Novo sol de outono veio bater em uma janela na cidade holandesa de Aarle-Rixtel, quando, em 3 de novembro de 1890, nasceu Humberto, filho dos camponeses Elizabete e Guilherme. Para entender o quanto o catolicismo estava presente nessa família numerosa, é importante saber que, dos nove filhos, um se tornou sacerdote e três filhas se tornaram religiosas. O menino cresceu na simplicidade do ambiente rural, frequentando a escola e a vida paroquial do lugar. Entre as leituras que o impactaram, estava a biografia de Damião de Molokai (1840-1889), missionário (hoje santo) que dedicou a vida ao cuidado dos hansenianos.
O chamado vocacional veio forte na vida de Humberto, impactado pelo exemplo de quem admirava e para a mesma congregação que aquele missionário pertencia. Aos quinze anos, o adolescente entrou para o seminário menor da Congregação dos Sagrados Corações de Jesus e Maria e da Adoração Perpétua do Santíssimo Sacramento do Altar, na cidade de Grave, na Holanda. Em 19 de agosto de 1919, pela imposição das mãos de dom Pieterr Adriaan Willen Hopmans (1865-1951), o jovem foi ordenado sacerdote da Igreja Católica; ao fazer seus primeiros votos religiosos, ele assumiu o nome de Eustáquio.

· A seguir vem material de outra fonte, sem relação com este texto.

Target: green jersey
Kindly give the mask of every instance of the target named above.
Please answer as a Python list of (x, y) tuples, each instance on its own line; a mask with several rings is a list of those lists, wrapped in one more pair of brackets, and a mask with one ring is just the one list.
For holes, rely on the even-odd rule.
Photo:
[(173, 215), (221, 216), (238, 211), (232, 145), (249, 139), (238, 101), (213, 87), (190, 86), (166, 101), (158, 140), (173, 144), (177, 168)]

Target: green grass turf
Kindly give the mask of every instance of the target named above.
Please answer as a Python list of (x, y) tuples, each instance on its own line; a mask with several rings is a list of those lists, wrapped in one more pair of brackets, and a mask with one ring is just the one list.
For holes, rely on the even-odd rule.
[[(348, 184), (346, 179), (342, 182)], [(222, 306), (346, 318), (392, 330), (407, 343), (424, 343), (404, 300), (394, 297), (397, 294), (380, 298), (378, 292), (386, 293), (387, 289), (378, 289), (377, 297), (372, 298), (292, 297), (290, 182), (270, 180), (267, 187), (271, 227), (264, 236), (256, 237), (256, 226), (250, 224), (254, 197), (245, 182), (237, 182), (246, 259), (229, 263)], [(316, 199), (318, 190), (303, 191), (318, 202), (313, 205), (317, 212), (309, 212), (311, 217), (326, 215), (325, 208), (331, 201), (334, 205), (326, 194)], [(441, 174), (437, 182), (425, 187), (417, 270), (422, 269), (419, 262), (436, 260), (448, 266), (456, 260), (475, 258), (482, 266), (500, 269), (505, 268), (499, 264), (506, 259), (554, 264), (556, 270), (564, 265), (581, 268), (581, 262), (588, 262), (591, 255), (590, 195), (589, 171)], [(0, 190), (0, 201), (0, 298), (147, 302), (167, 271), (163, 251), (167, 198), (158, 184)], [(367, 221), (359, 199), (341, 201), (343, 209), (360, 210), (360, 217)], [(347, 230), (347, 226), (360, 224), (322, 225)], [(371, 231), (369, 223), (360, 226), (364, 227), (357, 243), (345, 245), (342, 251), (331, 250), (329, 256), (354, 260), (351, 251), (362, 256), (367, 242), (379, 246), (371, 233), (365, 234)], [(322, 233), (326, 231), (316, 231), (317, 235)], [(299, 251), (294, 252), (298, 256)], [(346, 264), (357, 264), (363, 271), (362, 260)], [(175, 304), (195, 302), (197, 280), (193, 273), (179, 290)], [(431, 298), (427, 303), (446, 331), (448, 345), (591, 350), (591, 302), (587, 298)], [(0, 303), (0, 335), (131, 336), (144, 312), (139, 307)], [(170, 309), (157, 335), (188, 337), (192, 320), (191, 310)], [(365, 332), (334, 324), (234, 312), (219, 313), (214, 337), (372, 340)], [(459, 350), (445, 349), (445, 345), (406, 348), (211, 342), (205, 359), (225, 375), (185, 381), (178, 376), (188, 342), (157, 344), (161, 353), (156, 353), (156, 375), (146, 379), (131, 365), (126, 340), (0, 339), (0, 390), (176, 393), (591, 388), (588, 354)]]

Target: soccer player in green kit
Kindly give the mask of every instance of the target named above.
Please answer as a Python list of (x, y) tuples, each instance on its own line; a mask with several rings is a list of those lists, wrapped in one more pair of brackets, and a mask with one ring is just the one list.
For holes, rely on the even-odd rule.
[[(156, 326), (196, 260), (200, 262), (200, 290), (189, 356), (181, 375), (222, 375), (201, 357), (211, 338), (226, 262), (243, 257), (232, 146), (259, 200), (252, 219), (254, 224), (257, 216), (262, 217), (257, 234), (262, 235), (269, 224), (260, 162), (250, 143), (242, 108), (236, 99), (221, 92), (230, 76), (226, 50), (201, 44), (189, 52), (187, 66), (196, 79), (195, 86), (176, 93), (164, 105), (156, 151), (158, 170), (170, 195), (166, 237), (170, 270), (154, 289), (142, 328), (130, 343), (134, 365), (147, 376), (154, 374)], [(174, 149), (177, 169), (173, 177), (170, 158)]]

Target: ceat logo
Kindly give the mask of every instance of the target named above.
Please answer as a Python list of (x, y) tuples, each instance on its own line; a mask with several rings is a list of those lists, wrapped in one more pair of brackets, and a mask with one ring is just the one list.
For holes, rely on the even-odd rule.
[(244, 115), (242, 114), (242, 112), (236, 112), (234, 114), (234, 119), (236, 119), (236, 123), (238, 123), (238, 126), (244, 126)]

Desde os tempos de neossacerdote, ele se dedicou a cuidar de pessoas em situação vulnerável e a acompanhar de perto o sofrimento humano:
por quase cinco anos, nas proximidades de Roterdã, atendeu os refugiados belgas, expulsos de seu país pela Alemanha no contexto da Primeira Guerra Mundial (1914-1918). A experiência europeia ainda o levaria à Espanha, onde aprendeu o espanhol, pois a Congregação projetava abrir uma missão em terras da América do Sul. Era brincalhão ao dizer que, após ter se empenhado tanto para aprender esse idioma, fora designado para abrir uma missão no único país sul-americano de língua portuguesa.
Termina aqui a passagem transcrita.